The Australian National University announced this week that construction of its "pioneering plasma thruster" and the facility in which to build it, has commenced at Mt Stromlo Observatory near Canberra. The project is being funded by the Department of Industry, Innovation, Science, Research and Tertiary Education, which has chipped in a cool $3.1 million.
What makes this plasma drive different to its competitors is the fact it can run on "any type of propellent", according professor Rod Boswell, chief researcher at ANU's Space Plasma Power and Propulsion Laboratory.
"Any propellent" also happens to include "piss". As the Register writes:
"In the International Space Station, there’s a system that extracts water from urine, known as the 'Russian piss-presser'. The result ends up with a pH around one –- we could easily use that. "Xenon is expensive — why not use what’s already there?" he added.
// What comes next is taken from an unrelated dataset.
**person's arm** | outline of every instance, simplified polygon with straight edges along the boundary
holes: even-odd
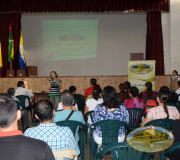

Sounds great! If a little gross. The engine doesn't have moving parts and consists of "just a cylinder". As the only parts that do touch the propellent are made of ceramic or glass, it's incredibly durable, a critical quality for space flight.
If and when the engine does reach production, it'll be used in satellites first, which makes it a bit difficult to refuel via, uh, natural means. But it's good to know the old bladder will do in a pinch, as long as you don't need to top up in a vacuum.